Any attempt to expound the principles of justice, or even to imagine a comprehensive or unified theory of justice that captures our diverse conceptions, remains complex and elusive.  However, it can be said that our perceptions and intuitions about right and wrong (i.e., what is fair and just, or not) in particular situations and contexts, are primary and fundamental, but they are often also short-sighted and ego- and ethnocentric.  An awareness and rational deliberation of the rights and obligations concerning the underlying principles of moral desert, fairness and equality are crucial as it leads to a deeper understanding of justice and better equips us to live full, morally sound lives.


[1]      See the ‘Tools of the Trade’ section in the June 2021 and August 2021 and October 2021 edition of the e -periodical Arbitrarily Speaking!
[2]     Manuel Velasquez, Claire Andre, Thomas Shanks, SJ, and Michael J Meyer, Justice and Fairness (2014), Markkula Center for Applied Ethics at Santa Clara University https://www.scu.edu/ethics/ethics-resources/ethical-decision-making/justice-and-fairness/ (accessed 17 October 2021).
[3]      Margot A Hurlbert and James P Mulvale, Pursuing Justice: An introduction to justice studies, Second Edition, Chapter I, Defining justice (2020) https://fernwoodpublishing.ca/files/pursuingjustice.pdf (accessed 22 October 2021)
[4]       Preamble of the Constitution of the Republic of South Africa, 1996 – https://www.justice.gov.za/legislation/constitution/saconstitution-web-eng.pdf (accessed 24 October 2021).
[5]       Lawrence B. Solum, Virtue as the end of law: An aretaic theory of legislation (2017) Georgetown Law   Faculty Publications https://scholarship.law.georgetown.edu/facpub/2054/ (accessed 22 October 2021).
[6]       Manual Velasquez et al. (n 3 above).
[7]       See footnote 5 in respect of the Constitution.  Section 9 (4) thereof provides that: ‘No person may unfairly discriminate directly or indirectly against anyone on one or more grounds in terms of subsection (3).’, while section 9 (5) provides that: ‘Discrimination on one or more of the grounds listed in subsection (3) is unfair unless it is established that the discrimination is fair.’

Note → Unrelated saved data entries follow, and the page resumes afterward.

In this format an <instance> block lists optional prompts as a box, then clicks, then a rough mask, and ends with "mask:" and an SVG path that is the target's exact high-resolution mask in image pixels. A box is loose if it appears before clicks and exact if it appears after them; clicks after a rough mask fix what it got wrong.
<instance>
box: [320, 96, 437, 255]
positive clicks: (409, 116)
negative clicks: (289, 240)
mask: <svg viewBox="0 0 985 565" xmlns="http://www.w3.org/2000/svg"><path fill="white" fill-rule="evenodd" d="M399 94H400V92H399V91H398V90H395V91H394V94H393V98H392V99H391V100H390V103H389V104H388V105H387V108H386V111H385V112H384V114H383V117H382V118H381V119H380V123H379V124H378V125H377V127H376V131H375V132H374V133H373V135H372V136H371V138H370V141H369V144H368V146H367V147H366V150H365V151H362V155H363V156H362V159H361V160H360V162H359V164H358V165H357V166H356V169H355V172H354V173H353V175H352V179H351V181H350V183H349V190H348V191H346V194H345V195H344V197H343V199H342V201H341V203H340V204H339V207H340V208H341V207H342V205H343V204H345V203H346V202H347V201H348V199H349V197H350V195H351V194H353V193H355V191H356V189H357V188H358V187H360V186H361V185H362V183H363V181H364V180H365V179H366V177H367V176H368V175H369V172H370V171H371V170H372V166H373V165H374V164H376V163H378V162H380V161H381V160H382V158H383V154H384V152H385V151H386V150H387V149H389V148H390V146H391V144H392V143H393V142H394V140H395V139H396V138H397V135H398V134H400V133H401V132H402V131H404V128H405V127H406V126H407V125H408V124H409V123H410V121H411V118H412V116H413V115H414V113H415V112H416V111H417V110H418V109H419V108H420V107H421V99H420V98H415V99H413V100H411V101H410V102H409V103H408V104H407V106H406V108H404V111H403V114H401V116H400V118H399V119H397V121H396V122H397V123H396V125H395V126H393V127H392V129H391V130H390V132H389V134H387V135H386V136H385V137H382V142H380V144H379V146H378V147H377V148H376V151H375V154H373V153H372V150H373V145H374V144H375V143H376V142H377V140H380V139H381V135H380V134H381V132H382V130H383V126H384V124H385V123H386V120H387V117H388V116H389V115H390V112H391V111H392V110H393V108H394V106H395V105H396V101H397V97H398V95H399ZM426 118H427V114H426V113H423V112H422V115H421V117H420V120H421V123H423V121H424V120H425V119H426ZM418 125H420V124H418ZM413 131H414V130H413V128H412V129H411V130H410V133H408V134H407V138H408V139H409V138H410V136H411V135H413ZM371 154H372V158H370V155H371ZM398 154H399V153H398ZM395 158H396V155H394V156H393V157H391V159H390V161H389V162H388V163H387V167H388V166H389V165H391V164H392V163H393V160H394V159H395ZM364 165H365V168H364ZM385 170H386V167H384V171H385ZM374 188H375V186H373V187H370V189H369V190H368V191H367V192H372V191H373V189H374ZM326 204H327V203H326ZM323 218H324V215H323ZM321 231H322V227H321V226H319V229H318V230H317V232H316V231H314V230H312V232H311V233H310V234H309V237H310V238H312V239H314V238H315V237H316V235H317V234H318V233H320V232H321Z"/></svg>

[8]       Stephen Pepper (1999) Lawyers’ ethics in the gap between law and justice, presented at the South Texas Law Review 1998 Ethics Symposium.  University of Denver Sturm College of Law.  Published in South Texas Law Review, Vol. 40, 1999: 181-205 https://papers.ssrn.com/sol3/papers.cfm?abstract_id=186937 (Accessed 16 October 2021).
[9]       Pauline C. Westermann The uneasy marriage between law and equality, Laws 2015 4:82-90 https://www.mdpi.com/2075-471X/4/1/82 (accessed 1 November 2021).
[10]      Stephen Pepper, p. 190 (n 9 above).
[11]      Manual Velasquez et al., (n 3 above).